Impact of KIT D816 mutation on salvage therapy in relapsed acute myeloid leukemia with t(8;21) translocation
10.3760/cma.j.issn.0253-2727.2018.06.004
- VernacularTitle: KIT D816突变对伴t(8;21)复发急性髓系白血病预后的影响
- Author:
Benfa GONG
;
Yehui TAN
;
Aijun LIAO
;
Jian LI
;
Yueying MAO
;
Ning LU
;
Yi DING
;
Erlie JIANG
;
Tiejun GONG
;
Zhilin JIA
;
Yu SUN
;
Bingzong LI
;
Shuchuan LIU
;
Juan DU
;
Wenrong HUANG
;
Hui WEI
;
Jianxiang WANG
1
Author Information
1. Institute of Hematology & Blood Diseases Hospital, CAMS & PUMC, Tianjin Clinical Research Center for Blood Diseases, Tianjin 300020, China
- Publication Type:Journal Article
- Keywords:
Mutation;
Gene, KIT;
Leukemia, myeloid, acute;
Recurrence;
Prognosis
- From:
Chinese Journal of Hematology
2018;39(6):460-464
- CountryChina
- Language:Chinese
-
Abstract:
Objective:To evaluate the impact of KIT D816 mutation on the salvage therapy in relapsed acute myeloid leukemia (AML) with t(8;21) translocation.

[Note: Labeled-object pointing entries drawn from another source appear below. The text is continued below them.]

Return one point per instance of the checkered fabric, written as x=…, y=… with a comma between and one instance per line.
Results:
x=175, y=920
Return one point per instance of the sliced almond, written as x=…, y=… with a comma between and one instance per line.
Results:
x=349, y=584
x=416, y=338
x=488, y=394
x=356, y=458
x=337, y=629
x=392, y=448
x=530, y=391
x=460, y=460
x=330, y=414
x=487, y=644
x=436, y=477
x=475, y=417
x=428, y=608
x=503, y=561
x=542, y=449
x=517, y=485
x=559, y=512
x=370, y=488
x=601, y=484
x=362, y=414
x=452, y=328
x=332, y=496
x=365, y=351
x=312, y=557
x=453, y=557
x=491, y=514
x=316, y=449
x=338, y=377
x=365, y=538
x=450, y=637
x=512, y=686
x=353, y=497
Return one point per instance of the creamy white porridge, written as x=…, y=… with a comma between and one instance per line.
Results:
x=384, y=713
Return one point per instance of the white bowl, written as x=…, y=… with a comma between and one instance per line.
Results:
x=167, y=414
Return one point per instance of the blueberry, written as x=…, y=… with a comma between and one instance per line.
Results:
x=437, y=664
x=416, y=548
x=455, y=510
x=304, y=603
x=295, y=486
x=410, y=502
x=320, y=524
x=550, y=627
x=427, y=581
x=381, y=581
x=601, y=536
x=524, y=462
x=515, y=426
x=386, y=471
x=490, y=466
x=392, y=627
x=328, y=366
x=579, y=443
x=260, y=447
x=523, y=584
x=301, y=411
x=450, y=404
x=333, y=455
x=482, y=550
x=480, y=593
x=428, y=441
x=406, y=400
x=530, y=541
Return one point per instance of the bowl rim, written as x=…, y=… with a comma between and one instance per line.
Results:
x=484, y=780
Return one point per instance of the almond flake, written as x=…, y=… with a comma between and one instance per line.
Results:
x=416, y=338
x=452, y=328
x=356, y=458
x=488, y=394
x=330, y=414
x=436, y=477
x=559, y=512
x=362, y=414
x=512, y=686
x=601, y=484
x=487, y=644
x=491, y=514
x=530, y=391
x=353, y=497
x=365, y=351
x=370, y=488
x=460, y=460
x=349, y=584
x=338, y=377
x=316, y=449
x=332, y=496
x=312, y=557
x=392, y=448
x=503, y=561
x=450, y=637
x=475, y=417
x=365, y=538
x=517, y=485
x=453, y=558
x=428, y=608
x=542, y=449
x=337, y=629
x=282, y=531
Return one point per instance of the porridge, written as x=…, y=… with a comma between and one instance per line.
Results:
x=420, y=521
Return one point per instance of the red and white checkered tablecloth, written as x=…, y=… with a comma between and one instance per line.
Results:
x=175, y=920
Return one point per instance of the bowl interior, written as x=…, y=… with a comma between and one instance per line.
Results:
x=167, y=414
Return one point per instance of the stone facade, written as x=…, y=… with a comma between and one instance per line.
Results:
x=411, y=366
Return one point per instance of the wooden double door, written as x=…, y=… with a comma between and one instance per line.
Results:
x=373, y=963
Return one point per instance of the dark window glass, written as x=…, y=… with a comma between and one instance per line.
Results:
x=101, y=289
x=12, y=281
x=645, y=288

Method:The characteristics of the first relapsed AML with t(8;21) translocation from 10 hospitals were retrospectively collected, complete remission (CR2) rate after one course salvage chemotherapy and the relationship between KIT mutation and CR2 rate was analyzed.
Results:68 cases were enrolled in this study, and 30 cases (44.1%) achieved CR2. All patients received KIT mutation detection, and KIT D816 mutation was identified in 26 cases. The KIT D816 positive group had significantly lower CR2 compared with non-KIT D816 group (23.1% vs 57.1%, χ2=7.559, P=0.006), and patients with longer CR1 duration achieved significantly higher CR2 than those with CR1 duration less than 12 months (74.1% vs 31.9%, χ2=9.192, P=0.002). KIT D816 mutation was tightly related to shorter CR1 duration. No significant difference of 2 years post relapse survival was observed between KIT D816 mutation and non-KIT D816 mutation group.
Conclusion:KIT D816 mutation at diagnosis was an adverse factor on the salvage therapy in relapsed AML with t(8;21) translocation, significantly related to shorter CR1 duration, and can be used for prediction of salvage therapy response. KIT D816 mutation could guide the decision-making of salvage therapy in relapsed AML with t(8;21) translocation.